###Thank you for extension
In this homework, we’ll be working on getting you set up with the tools you will need for this class. Once you are set up, we’ll do what we’re here to do: analyze data!
Here’s what we will accomplish by the end of the assignment:
We need two basic sets of tools for this class. We will need
R to analyze data. We will need RStudio to
help us interface with R and to produce documentation of our
results.
R is going to be the only programming language we will use. R is an extensible statistical programming environment that can handle all of the main tasks that we’ll need to cover this semester: getting data, analyzing data and communicating data analysis.
If you haven’t already, you need to download R here: https://cran.r-project.org/.
When we work with R, we communicate via the command line. To help automate this process, we can write scripts, which contain all of the commands to be executed. These scripts generate various kinds of output, like numbers on the screen, graphics or reports in common formats (pdf, word). Most programming languages have several I ntegrated D evelopment E nvironments (IDEs) that encompass all of these elements (scripts, command line interface, output). The primary IDE for R is RStudio.
If you haven’t already, you need to download RStudio here: https://rstudio.com/products/rstudio/download/. You need the free RStudio desktop version.
In each class, we’re going to include some code and text in one file,
and data in another file. You’ll need to download both of these files to
your computer. You need to have a particular place to put these files.

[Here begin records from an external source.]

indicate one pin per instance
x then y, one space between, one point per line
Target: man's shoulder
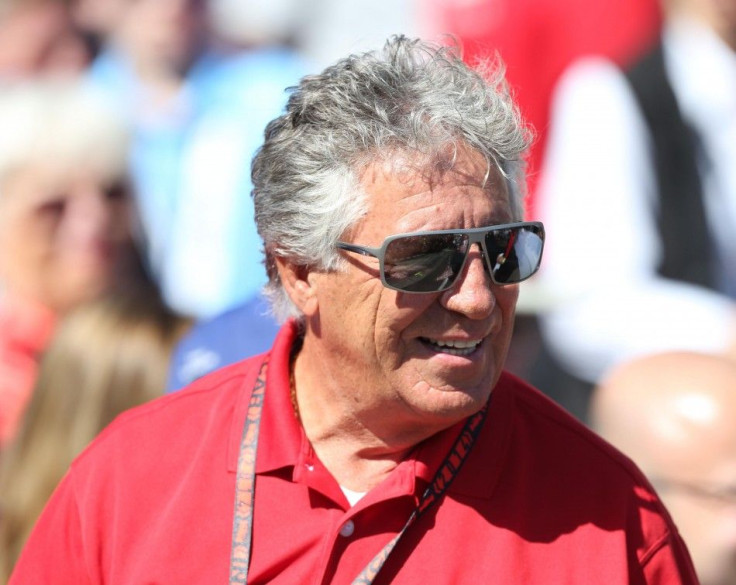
554 433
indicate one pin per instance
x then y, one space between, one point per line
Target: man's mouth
454 347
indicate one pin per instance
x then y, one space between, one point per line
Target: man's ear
300 284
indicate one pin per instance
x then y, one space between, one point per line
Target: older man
673 413
379 440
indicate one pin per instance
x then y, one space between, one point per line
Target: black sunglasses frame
475 236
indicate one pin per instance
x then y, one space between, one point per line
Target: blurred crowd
130 263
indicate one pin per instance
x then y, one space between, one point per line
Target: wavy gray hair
411 97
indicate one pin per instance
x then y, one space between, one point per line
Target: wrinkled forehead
453 163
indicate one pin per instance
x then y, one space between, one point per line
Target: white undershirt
352 497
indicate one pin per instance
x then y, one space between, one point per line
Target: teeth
455 347
458 344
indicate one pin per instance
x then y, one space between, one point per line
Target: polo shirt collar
283 444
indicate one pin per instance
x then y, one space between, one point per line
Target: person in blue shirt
246 330
198 110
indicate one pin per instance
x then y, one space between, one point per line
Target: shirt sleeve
596 199
56 552
670 564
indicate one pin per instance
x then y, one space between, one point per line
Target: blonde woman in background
66 221
106 357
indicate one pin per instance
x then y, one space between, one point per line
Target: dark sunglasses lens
427 263
514 253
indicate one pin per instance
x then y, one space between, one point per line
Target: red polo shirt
539 500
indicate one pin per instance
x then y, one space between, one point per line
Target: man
379 440
673 414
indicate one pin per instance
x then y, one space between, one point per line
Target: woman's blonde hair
106 357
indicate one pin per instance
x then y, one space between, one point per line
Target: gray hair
411 97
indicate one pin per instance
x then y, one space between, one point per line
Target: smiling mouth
460 348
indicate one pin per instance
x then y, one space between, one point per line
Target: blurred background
126 133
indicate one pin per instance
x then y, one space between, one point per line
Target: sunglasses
432 261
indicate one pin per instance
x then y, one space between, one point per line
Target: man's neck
358 453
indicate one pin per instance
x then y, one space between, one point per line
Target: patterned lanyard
246 477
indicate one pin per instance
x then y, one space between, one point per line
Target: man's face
394 350
61 234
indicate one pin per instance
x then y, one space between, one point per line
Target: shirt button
347 529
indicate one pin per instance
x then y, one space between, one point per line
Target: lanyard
246 477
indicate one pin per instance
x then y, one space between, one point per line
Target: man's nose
472 294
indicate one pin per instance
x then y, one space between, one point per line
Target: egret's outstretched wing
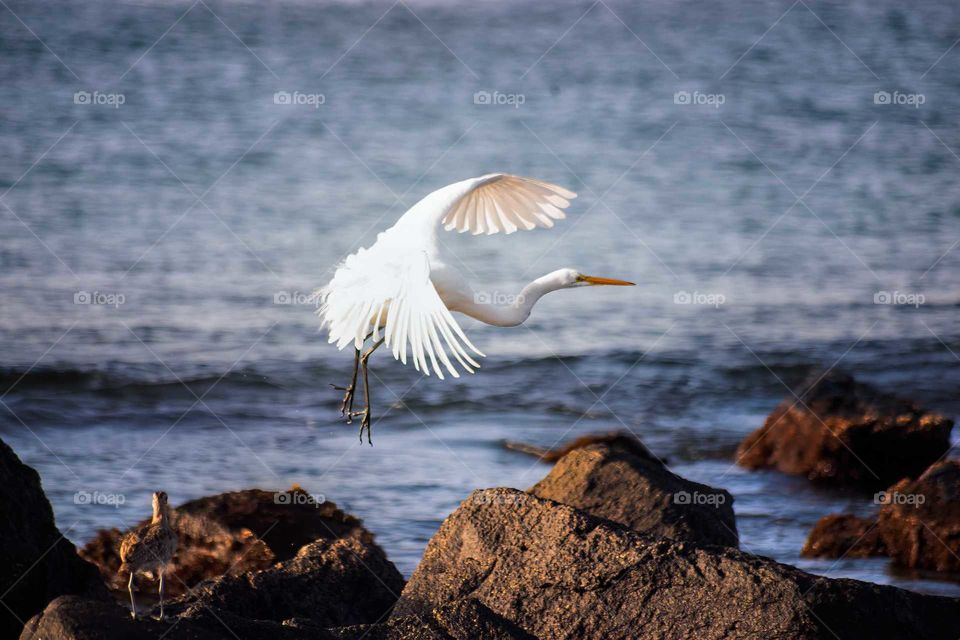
389 286
502 202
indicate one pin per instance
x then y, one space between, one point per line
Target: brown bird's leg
365 423
346 407
161 595
133 602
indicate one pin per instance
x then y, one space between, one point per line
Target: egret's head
159 501
570 278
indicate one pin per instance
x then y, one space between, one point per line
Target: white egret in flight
403 286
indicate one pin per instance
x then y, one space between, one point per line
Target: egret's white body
401 285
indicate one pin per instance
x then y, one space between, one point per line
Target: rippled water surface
783 191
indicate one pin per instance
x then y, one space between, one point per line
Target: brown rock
37 563
332 583
844 536
640 492
614 439
920 520
557 572
231 533
844 432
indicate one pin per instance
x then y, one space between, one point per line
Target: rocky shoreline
609 544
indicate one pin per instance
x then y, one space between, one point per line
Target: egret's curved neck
488 310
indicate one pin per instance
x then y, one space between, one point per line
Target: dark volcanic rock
231 533
845 432
920 520
634 488
557 572
332 583
840 535
620 440
37 563
74 618
464 619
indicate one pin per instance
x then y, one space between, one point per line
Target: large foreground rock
633 487
331 583
231 533
557 572
845 432
37 563
920 520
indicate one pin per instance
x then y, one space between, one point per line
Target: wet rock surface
620 440
920 520
840 431
634 488
557 572
465 619
231 533
331 583
37 563
844 536
76 618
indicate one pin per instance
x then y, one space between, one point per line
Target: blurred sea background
177 177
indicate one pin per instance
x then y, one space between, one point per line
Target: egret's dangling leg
365 423
133 602
346 407
161 595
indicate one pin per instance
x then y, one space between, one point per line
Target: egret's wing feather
391 287
502 202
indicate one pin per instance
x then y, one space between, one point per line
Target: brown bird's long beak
609 281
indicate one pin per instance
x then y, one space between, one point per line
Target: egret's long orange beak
610 281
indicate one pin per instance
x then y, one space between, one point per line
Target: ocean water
788 169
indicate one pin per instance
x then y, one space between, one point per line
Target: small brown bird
150 548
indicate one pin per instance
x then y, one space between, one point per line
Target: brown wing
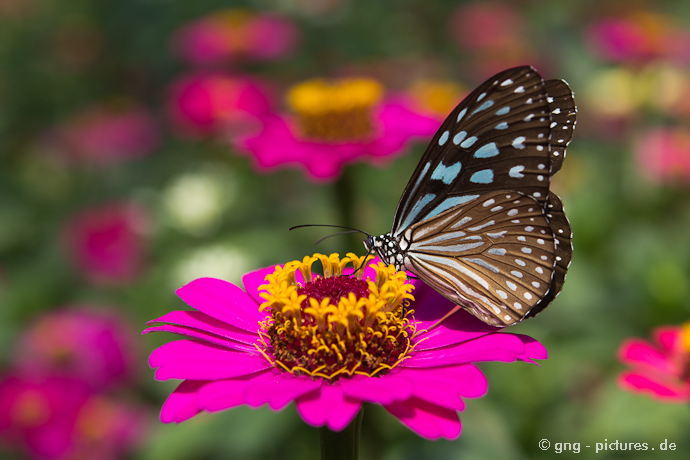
495 255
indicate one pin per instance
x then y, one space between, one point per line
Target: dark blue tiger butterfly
477 221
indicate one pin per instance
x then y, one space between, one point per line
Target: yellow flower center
439 97
335 111
336 325
685 337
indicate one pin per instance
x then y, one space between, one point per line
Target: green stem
341 445
345 197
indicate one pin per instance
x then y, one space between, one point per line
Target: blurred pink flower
106 134
663 155
494 33
336 124
230 34
106 241
234 358
202 104
662 369
56 418
95 346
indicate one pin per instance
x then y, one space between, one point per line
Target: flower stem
345 197
341 445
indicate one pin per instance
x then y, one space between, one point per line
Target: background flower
234 33
106 242
91 345
659 369
103 135
215 103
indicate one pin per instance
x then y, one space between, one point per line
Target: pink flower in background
664 154
638 36
38 416
56 418
95 346
661 369
202 104
336 123
104 135
239 353
494 33
106 242
230 34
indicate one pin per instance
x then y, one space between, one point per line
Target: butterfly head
388 248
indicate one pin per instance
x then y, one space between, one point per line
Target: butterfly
477 221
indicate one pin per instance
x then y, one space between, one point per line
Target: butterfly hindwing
563 120
494 255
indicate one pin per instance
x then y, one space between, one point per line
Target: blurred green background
631 262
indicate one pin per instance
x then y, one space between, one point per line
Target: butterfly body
477 221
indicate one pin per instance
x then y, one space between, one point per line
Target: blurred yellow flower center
30 409
336 325
335 111
685 336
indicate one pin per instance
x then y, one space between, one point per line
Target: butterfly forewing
494 255
477 221
497 138
563 120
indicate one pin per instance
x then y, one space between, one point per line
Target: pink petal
181 404
189 359
492 347
253 280
223 301
328 406
226 394
459 327
426 419
202 335
198 320
659 389
383 390
639 352
465 380
278 389
533 349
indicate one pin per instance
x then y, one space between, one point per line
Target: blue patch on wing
450 203
487 151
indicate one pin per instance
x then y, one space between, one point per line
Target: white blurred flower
222 261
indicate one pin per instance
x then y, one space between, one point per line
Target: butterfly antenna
335 234
364 261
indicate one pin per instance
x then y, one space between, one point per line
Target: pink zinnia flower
662 369
95 346
203 104
57 418
103 135
664 155
106 242
329 345
336 123
637 37
231 34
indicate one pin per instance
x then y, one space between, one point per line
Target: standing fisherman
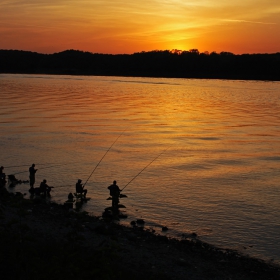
115 193
45 188
32 172
80 188
2 176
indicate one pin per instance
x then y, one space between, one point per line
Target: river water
197 156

Computers are organized using named directories (sometimes called
folders). Don’t just put the files in your Downloads directory. One
common solution is to created a directory on your computer named after
the class: psc_4175. Each time you access the files, you’ll
want to place them in that directory.
We’re going to grab some data that’s part of the college scorecard and do a bit of analysis on it.

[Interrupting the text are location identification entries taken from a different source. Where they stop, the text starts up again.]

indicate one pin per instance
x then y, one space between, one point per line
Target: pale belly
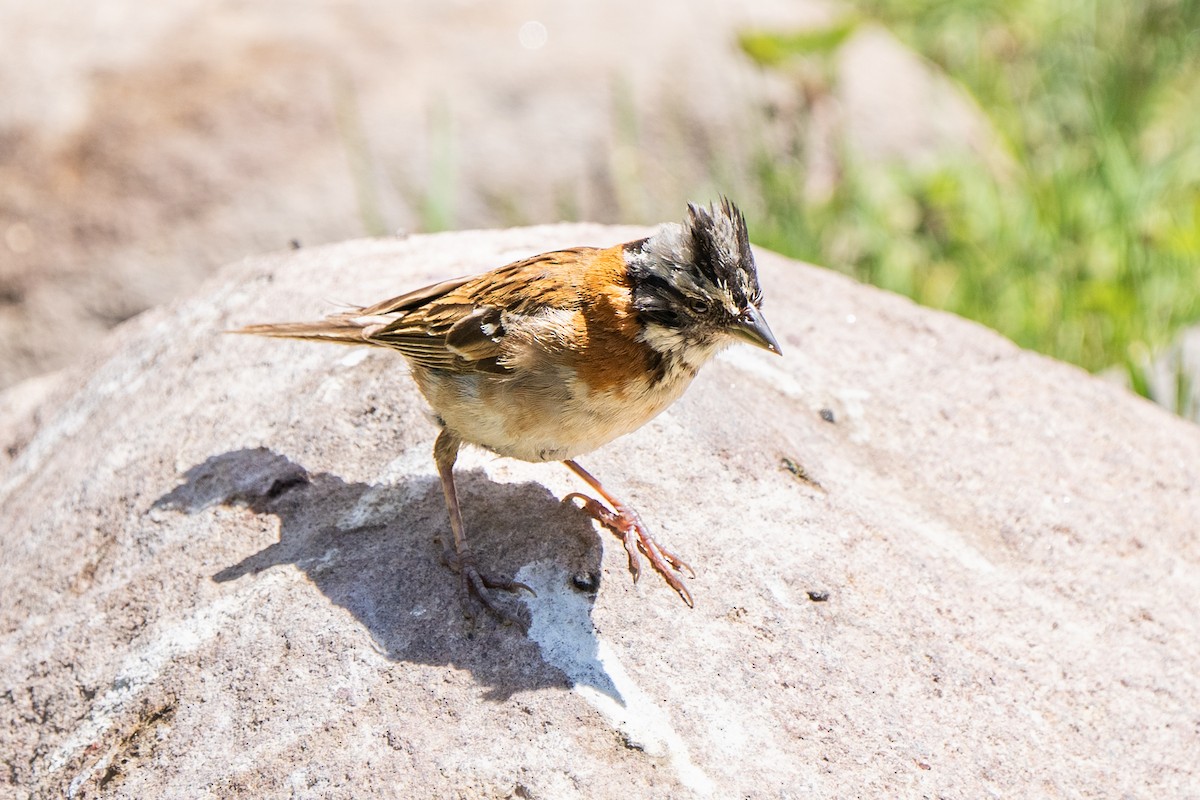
546 417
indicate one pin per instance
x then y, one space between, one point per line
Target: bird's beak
751 328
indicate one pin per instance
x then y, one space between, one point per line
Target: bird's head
695 286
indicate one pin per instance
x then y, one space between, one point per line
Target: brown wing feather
454 324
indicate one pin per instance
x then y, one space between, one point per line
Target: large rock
928 564
143 145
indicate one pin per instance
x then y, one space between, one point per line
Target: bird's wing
460 325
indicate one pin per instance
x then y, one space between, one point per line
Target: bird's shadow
371 549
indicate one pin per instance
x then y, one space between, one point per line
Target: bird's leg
462 560
634 534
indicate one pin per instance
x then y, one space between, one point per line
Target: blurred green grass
1081 239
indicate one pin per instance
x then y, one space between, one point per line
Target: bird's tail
341 329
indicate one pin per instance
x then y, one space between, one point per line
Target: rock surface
929 564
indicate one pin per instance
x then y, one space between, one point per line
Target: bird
552 356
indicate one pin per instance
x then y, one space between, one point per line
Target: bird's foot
636 537
479 585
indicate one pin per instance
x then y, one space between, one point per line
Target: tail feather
341 331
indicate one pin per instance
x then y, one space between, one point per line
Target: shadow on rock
371 549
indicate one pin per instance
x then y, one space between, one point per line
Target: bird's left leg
462 560
634 534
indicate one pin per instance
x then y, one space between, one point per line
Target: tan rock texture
929 564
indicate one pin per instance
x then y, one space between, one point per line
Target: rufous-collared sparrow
552 356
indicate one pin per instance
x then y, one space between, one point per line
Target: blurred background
1032 166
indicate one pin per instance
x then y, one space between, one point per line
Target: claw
480 584
636 537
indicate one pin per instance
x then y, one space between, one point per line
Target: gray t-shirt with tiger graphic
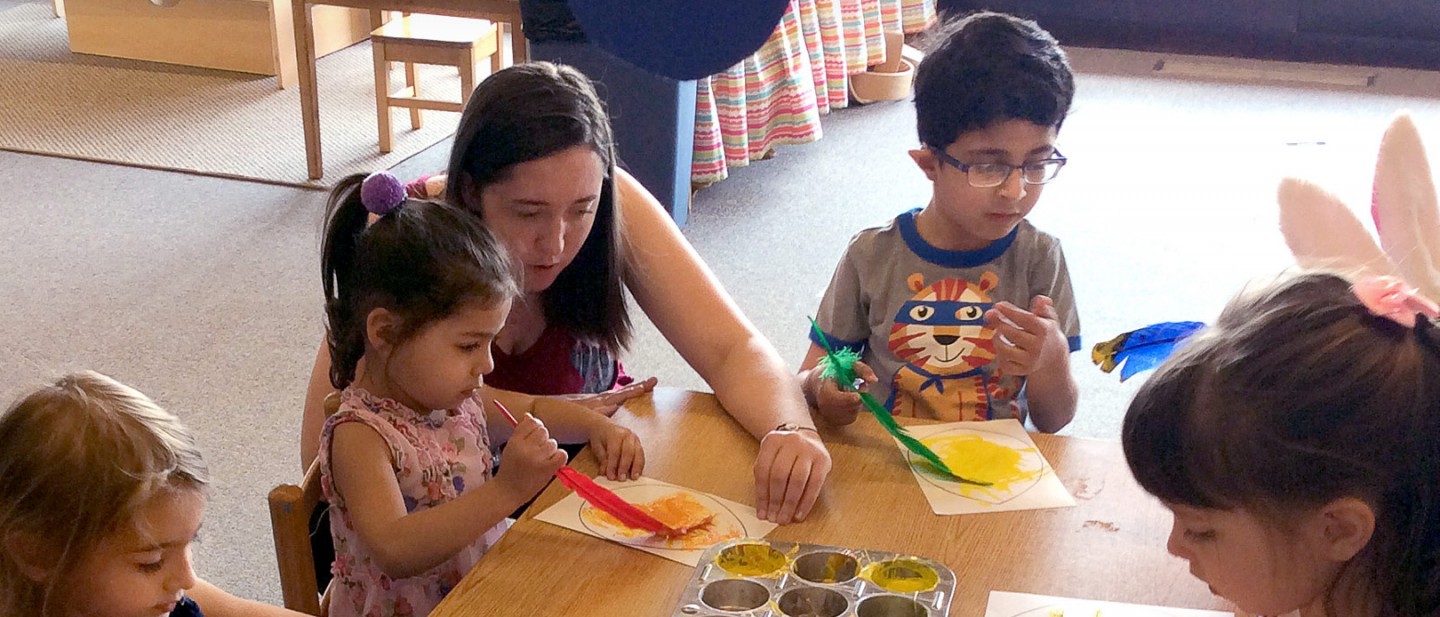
915 314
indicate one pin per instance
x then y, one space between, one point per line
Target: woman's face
543 211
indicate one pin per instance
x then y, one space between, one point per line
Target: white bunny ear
1404 206
1324 234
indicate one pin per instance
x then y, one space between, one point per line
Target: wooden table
506 12
1109 547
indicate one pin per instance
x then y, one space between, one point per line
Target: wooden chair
291 509
428 39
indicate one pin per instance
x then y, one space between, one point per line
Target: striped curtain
776 95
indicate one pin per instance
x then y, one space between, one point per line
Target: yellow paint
750 560
902 575
834 565
982 460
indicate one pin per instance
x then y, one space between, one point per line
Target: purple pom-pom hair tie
382 193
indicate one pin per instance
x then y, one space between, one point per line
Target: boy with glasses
962 309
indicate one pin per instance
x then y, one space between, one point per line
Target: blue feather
1145 348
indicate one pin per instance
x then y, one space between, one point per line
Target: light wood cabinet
254 36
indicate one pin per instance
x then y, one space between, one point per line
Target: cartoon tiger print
942 339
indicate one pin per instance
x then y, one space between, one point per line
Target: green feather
841 368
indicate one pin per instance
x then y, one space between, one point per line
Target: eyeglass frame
945 157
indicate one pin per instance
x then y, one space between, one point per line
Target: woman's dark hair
422 261
1298 397
527 113
987 68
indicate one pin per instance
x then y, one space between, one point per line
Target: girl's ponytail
346 218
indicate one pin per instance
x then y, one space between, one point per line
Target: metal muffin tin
763 578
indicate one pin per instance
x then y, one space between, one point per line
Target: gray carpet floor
203 293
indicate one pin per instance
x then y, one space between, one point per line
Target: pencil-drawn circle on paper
1011 466
670 505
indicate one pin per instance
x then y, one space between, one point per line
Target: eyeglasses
990 175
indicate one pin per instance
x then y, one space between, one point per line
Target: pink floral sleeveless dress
435 457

Open RStudio, then create a new .Rmd file.
To do this, click on File → New File →
R Markdown....
You will then be asked to determine a bunch of settings for this
.Rmd document. For example, you can choose whether you want
to create a “Document”, “Presentation”, “Shiny”, or “From Template” on
the left. You can set the “Title:” “Author:” and “Date:” on the
top-right. And you can choose the “Default Output Format:” to be either
“HTML”, “PDF”, or “Word”. You should not change any of these
settings. Their defaults (“Document”, “Untitled”, “[Your
name]”, “[Today’s Date]”, and “HTML”) are sufficient. Just click
“OK”.
Copy the raw code from the psc4175_hw_1.Rmd
file by clicking on the copy button as shown in the image below.

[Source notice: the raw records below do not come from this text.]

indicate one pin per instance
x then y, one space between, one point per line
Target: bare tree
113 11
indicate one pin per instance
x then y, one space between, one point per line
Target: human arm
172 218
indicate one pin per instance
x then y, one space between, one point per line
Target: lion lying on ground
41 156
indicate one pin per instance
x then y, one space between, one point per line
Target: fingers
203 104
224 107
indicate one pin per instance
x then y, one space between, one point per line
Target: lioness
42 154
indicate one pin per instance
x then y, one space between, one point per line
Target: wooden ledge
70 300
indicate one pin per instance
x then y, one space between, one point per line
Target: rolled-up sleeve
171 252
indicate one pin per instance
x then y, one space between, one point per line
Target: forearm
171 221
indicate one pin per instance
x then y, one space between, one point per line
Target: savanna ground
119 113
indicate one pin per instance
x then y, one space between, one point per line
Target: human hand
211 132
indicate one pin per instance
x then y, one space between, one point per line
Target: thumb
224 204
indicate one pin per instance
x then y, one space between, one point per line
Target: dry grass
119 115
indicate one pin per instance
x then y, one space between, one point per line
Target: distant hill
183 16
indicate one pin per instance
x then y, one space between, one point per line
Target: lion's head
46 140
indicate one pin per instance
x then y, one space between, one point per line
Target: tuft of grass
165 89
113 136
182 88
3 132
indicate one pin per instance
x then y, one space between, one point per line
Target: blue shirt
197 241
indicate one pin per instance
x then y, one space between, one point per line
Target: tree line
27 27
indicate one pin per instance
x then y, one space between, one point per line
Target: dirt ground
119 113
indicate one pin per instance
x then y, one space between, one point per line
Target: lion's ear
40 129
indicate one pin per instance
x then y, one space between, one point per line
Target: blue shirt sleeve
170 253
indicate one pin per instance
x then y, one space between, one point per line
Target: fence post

Finally, replace the default code in your R Markdown file with the copied code from the GitHub!
If viewing this as an html file, you can view this gif for more help!
Helpful tip! You can also simply download the
.Rmd file for the homeworks/problem sets and work directly
from them. Just be sure you save it to your preferred folder on your
computer system!
.Rmd files will be the only file format we work in this
class. .Rmd files contain three basic elements:
From an .Rmd file you can generate html documents, pdf documents, word documents, slides . . . lots of stuff. All class notes will be in .Rmd. All assignments will be completed on .Rmd files.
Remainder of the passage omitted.